And now, just in time for summer, it has been graded into a clean, golden strip, 10 to 15 metres for the length of the beach. And so it was that, at 10.45 on Sunday morning, possessed of the need to rinse away the sins of the flesh in communion with Tangaroa, I had the first swim of the season at Pt Chevalier. And then rested on our brand new sandy beach, contemplating a tranquil sky. It was really good.

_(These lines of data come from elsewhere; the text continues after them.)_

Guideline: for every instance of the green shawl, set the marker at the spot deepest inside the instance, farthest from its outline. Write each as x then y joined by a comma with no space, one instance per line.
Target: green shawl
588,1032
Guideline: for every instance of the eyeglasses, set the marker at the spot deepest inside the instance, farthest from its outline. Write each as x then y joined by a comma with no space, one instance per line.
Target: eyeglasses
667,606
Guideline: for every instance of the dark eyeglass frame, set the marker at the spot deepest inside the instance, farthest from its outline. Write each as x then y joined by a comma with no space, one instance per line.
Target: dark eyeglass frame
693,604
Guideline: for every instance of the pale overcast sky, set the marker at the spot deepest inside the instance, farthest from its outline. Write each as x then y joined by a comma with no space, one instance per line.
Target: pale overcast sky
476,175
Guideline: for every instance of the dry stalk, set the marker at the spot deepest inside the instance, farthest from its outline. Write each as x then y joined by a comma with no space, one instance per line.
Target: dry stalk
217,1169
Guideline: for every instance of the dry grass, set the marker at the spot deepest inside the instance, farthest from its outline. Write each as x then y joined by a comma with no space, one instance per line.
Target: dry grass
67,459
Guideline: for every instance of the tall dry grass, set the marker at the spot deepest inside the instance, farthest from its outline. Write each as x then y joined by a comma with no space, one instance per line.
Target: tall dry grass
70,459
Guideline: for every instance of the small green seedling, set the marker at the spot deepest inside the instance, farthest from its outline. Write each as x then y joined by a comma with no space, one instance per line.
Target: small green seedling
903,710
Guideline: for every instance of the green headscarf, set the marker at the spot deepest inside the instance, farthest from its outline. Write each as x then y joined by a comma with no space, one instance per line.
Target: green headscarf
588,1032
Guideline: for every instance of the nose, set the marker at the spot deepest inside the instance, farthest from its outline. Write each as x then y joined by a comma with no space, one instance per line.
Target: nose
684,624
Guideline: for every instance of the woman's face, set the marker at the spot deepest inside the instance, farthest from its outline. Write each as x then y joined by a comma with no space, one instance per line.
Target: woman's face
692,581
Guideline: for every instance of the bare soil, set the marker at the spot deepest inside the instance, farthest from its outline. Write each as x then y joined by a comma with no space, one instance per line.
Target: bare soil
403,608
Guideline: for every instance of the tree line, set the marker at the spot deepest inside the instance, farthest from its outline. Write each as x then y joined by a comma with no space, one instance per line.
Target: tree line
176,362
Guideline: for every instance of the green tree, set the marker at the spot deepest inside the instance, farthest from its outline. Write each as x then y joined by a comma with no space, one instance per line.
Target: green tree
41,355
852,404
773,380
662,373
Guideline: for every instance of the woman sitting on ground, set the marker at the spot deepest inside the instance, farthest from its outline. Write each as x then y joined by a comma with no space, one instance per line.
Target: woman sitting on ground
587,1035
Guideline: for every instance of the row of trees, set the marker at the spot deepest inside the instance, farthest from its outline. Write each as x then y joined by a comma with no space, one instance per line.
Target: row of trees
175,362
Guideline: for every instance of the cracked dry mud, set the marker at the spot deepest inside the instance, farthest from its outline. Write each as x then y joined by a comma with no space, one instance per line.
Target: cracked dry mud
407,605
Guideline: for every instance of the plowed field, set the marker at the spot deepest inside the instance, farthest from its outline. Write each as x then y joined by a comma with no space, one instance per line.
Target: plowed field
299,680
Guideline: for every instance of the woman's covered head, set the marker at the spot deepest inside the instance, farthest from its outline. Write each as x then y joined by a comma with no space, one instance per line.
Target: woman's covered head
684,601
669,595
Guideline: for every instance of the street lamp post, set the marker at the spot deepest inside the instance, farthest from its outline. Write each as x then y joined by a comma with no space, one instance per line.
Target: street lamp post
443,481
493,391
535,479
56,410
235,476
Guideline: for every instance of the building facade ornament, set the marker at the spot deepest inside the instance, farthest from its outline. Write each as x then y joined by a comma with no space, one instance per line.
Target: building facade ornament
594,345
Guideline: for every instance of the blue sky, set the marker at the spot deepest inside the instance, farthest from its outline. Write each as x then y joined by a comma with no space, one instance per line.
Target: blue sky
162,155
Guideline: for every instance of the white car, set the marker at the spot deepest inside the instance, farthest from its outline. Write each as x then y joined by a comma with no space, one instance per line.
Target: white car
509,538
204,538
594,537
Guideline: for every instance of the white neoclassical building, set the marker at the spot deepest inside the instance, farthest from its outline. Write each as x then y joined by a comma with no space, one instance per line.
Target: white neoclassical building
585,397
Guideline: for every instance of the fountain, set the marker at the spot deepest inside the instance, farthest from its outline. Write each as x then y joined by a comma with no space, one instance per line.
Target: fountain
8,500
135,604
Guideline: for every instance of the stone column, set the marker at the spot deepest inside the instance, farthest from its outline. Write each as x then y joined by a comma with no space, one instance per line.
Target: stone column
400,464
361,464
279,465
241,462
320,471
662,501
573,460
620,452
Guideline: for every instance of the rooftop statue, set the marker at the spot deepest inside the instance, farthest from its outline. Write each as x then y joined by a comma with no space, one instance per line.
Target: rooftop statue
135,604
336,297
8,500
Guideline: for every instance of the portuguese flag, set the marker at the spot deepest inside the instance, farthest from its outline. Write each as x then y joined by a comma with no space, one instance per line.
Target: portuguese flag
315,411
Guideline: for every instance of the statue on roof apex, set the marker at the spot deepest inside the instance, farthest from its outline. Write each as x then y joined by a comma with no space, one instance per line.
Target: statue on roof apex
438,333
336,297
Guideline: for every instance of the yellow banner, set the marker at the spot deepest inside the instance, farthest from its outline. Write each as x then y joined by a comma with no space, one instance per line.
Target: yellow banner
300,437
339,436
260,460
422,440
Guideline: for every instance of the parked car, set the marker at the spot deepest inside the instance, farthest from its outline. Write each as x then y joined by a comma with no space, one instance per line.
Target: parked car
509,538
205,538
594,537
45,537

Indeed, so was the weekend. After a miserable week, antibiotics, early nights, vitamin C and a degree of willpower got me on my feet for the Headless Chickens on Friday night. I was reminded what a weird band they are. Who else would launch with a threatening drone that became 'The Ghost of Some Cold Street' -- and then later be able to play 'Juice', a song with a chorus that literally goes doo-doo-doo-dod-doo-do-do-dooooo?
Good bands often operate at the nexus of an interesting group of people, and that was certainly the case for the Chickens: that crowd wasn't necessarily in employment, or in perfect mental health, but it was never less than interesting -- and it was well represented more than a decade down the line at the Powerstation.
Also there: a member of the judging panel that gave them the Rheineck Rock Award in the 1990s 1987, occasioning outcry from the usual losers in commercial radio and some idiot at Metro magazine, because they were too "alternative". They went on to have three Top 10 singles, including the only number one by a Flying Nun band, and a double-platinum album. "We knew what we were doing," growled the judge to me.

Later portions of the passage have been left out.